Published by Headpress
Publication date: March 2024
596 pages
450 B&W photos
ISBN: 978-1-909394-95-7
Paperback RRP: £25.99
Hardback RRP: £35.99
Review by Adrian Smith
We
first had a VHS machine in our house in 1985. It was an exciting day, and to
celebrate, my parents rented a cartoon for us all to enjoy. It turned out to be
Watership Down (1978). I was nine years old, and its jarring combination
of cute rabbits and graphic violence was a suitably scary introduction to the
dangerous world of home video. Within a few months both horror films and
illegally distributed pornography would be playing in my living room alongside
the episodes of ThunderCats (1985-1989) I was taping on Saturday
mornings. The video recorder really did change the landscape of the 1980s, and
although I was not really old enough to fully appreciate what was going on, I
did occasionally get glimpses of things that were not meant for me; whether it
was seeing a man getting lowered into a mincing machine from behind the sofa at
a babysitter’s house (a classic moment from The Exterminator (1980)), or
being egged on to play one of my dad’s dodgy tapes by my mates when we were the
only ones home (which very quickly caused a horrified reaction and a mad
scramble for the eject button).

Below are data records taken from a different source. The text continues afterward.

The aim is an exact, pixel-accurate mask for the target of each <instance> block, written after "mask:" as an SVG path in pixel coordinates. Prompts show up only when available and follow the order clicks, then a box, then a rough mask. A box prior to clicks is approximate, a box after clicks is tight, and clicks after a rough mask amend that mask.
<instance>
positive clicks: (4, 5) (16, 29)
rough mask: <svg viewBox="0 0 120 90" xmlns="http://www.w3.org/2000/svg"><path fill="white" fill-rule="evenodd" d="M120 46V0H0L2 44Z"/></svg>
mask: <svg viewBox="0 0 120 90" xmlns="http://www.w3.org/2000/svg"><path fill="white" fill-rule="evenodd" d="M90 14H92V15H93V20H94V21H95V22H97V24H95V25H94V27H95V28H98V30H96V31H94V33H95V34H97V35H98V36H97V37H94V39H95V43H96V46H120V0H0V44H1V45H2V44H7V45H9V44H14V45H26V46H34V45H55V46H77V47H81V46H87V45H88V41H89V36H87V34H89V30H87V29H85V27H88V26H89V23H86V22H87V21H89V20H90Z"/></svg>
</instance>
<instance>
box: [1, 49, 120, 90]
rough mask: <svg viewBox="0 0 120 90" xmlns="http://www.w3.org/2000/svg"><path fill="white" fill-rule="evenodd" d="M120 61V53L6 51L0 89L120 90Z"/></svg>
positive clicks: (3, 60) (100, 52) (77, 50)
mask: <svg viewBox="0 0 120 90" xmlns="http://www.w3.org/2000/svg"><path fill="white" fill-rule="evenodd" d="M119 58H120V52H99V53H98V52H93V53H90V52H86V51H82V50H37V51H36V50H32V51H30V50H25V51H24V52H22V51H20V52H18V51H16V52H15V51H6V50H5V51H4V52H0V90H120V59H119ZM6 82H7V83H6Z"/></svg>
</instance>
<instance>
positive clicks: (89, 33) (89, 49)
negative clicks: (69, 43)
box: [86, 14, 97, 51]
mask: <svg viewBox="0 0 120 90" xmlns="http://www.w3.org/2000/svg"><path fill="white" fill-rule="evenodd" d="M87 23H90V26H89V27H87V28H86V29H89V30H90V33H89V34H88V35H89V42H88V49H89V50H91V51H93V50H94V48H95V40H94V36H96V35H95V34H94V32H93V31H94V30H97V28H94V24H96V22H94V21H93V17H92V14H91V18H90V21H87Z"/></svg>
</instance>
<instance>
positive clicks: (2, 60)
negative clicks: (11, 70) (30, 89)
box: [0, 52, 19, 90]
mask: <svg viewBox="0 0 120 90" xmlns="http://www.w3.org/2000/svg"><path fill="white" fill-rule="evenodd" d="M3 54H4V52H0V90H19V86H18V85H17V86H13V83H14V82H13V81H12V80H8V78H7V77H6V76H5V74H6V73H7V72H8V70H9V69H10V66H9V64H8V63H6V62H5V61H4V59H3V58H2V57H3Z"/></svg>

So, although VHS had made a personal impact, I
was unaware that my mind and soul had become a battleground for moral
campaigners obsessed with the wild, wild world of unregulated videos in the
early 1980s.
Davids
Kerekes and Slater, who’s Cannibal Error is an updating of their in-depth
study of the ‘video nasty’ panic See No Evil (2000), were the right age
to be smack in the middle of the furore, where independent distributors were
trying to make quick money selling imported horror films from Europe and the
USA and collectors were suddenly turned into potential criminals thanks to the
efforts of campaigners like Mary Whitehouse and Tory MP Graham Bright who
managed to get the right-wing press whipped up into a frenzy which helped rush
through the Video Recordings Act, granting legal powers to the British Board of
Film Classification, amidst claims that children were in danger from films like
SS Experiment Camp (1976), The Driller Killer (1979) and Zombie
Flesh Eaters (1979). The press frequently connected real life crimes with
films as if to suggest that access to violent videos were encouraging copycat
behaviour, which came to a pinnacle in 1987 when Michael Ryan shot and killed
sixteen people in Hungerford, Wiltshire, and the press tried to pin this on his
being obsessed with the character of Rambo, played by Sylvester Stallone in two
films by then (1982 & 1985). It was never proved that he’d even seen the
films, but that did not stop the press continuing to blame films for real-life
tragedies such as this and many others.
(Cannibal Error teaser trailer from Headpress on Vimeo.)
The
authors present a huge amount of research here into what was going on during
the 1980s and into the 1990s, both from the legislative side to the effect it
was having on film collectors. There are fascinating interviews with people
whose homes were raided by police or Customs and Excise because they were suspected
of owning pornography or copies of Cannibal Holocaust (1980), and the
impact it made on their lives. Being collectors themselves, Cannibal Error
is not a balanced, dispassionate view of the ‘video nasties’ debates and those
concerned. This is worth bearing in mind when reading. Personally, having been
a child exposed to things I shouldn’t have seen back in the 1980s, I have some
sympathy with Mary Whitehouse and her fellow campaigners. I think there was
merit in trying to ensure that films were not easily available to those who
were underage, and that home video ought to be regulated and controlled in much
the same way as films were for cinemas. However, as this book makes clear,
things went much too far and so much police time was wasted rummaging through teenagers'
bedrooms looking for third-generation copies of I Spit on Your Grave
(1978). The great irony now is that many of these long-considered-dangerous
films are now available restored and uncut with BBFC certificates on Blu-ray
and UHD, and the whole idea of films being dangerous seems rather quaint.
This
new expanded edition of their earlier work features a detailed examination and review
of each film that was considered illegal according to the UK government, known
as the DPP39, alongside lengthy interviews with film collectors and BBFC
examiners, the latter providing some balance to the discussion. Covering
European horror, pornography, film collecting, censorship, moral panics and the
intersection between cinema and politics, Cannibal Error is an important
contribution to our understanding of the ‘video nasty’ debacle.